By allowing ads to appear on this site, you support the local businesses who, in turn, support great journalism.
Viral video puts road in spotlight
Facebook post viewed more than 77,000 times in 24 hours
IMG 9827
Smokey Hollow Road has been closed to through traffic. A video posted to Facebook Jan. 5 showed ice on the roadway and a bridge in disrepair. Reportedly hundreds of vehicles traveled the roadway in the hours that followed, prompting the closure. - photo by Robert Callahan photo

A rural Fennimore woman’s Facebook video went viral late last week, prompting a Friday-morning, Jan. 6 meeting on a local rural roadway.

Wisconsin Public Safety Incidents and Alerts posted at 5:15 p.m. on Thursday, Jan. 5 a video filmed by Mary Fecht. That post was viewed more than 77,000 times in the 24 hours that followed.

“We are in the Town of Marion and we border Mount Ida Township. This is Smokey Hollow Road and the bus comes down this every day, and the bus is scared to come down it because this is what our road looks like about 30 feet from the bridge,” Fecht says in the video. “If you can see, that is nothing but a glare of ice. The only reason I am walking on it is I have got cleats on. And, as you can see, it is a sharp turn and on top of it. Neither Township will take responsibility for the bridge. It is a safety hazard.”

Fecht later shows guardrails on both sides of the bridge are badly damaged.

Fennimore Community Schools District Administrator Jamie Nutter said Jan. 6, however, Smokey Hollow Road is one the school district’s bus drivers will avoid in the winter if necessary.

“My first year, Bill [Richter] took me around the district and showed me different places our district covers,” Nutter said. “He told me in the winter, this is one of the places we don’t go if it is bad. We make arrangements with people that live on that road.”

Richter, the school district’s transportation supervisor for the past 23 years, on Jan. 6 explained the school district’s procedure.

“Either parents will bring their children down to the end of the road, or if the roads are real bad I have a four-wheel-drive truck and go pick the kids up,” he said.

Richter said Smokey Hollow Road has long been a difficult route for school district buses, citing “a lot of issues there.”

“That road slants the wrong way a couple a places. The bridge itself is right on that hairpin curve,” he said. The bus just barely clears it. That road has never been improved in 23 years.

“Prior to that, Paul Rector was transportation supervisor before me. In 50 years, nothing has been done on the road. It is rustic, just like it was built back in the horse and wagon days. Two vehicles do not meet on that road.”

Grant County Highway Commissioner Dave Lambert learned of the video thanks to a phone call from 49th Assembly District Rep. Travis Tranel (R-Cuba City) late last Thursday night.

“[Tranel] set up a meeting for the following morning, that was attended by officials from Grant County, the Town of Mount Ida, the Town of Marion, as well as Travis,” Lambert said. “By the time of the 9:30 a.m. meeting on last Friday, the road had been salted and sanded and was in good winter driving condition, although it was still narrow and poorly aligned.
“The two Towns discussed the maintenance and future replacement of the structure, including an improved road alignment.  Funding is the challenge. Smokey Hollow Road serves very few landowners and the Towns need to balance their limited funding with the many needs to their road system.”

Normal traffic on Smokey Hollow Road is approximately 25 vehicles per day, Lambert shared. Following news coverage of the situation Friday, traffic on the roadway boomed.
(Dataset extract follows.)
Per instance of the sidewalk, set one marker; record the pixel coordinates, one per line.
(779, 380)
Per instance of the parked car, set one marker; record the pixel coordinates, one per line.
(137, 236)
So much so, the Town of Marion and Town of Mount Ida chose to close Smokey Hollow Road to through traffic.

“I was told that they experienced hundreds of vehicles per day and that most drivers were not from the area,” he said. “They felt Smokey Hollow Road was unsafe for this amount of traffic, with drivers that were unfamiliar with the road.”

In the meantime, the school district will provide alternate transportation for students that live on Smokey Hollow Road.

“We will provide pick up for students on the road with a school-owned passenger vehicle, as it would be tricky to turn around [in a bus],” Nutter said. “We currently provide some transportation utilizing this method for other circumstances, so this stop will be added to the passenger vehicle route.”

Fecht indicated in her video concerns regarding the roadway had gone unanswered.

“So, we have tried to have something done with this and nobody will listen, so I am going to keep posting it until everybody sees it and realizes that our townships are putting our kids in danger,” she says. “So, please share this. Thank you.”

Lambert begged to differ.

“Of the eight officials that attended the meeting at the bridge on the morning after the posting, only one had been contacted,” he said. “He found a message on his phone after he returned home from work, so it was late when he was notified.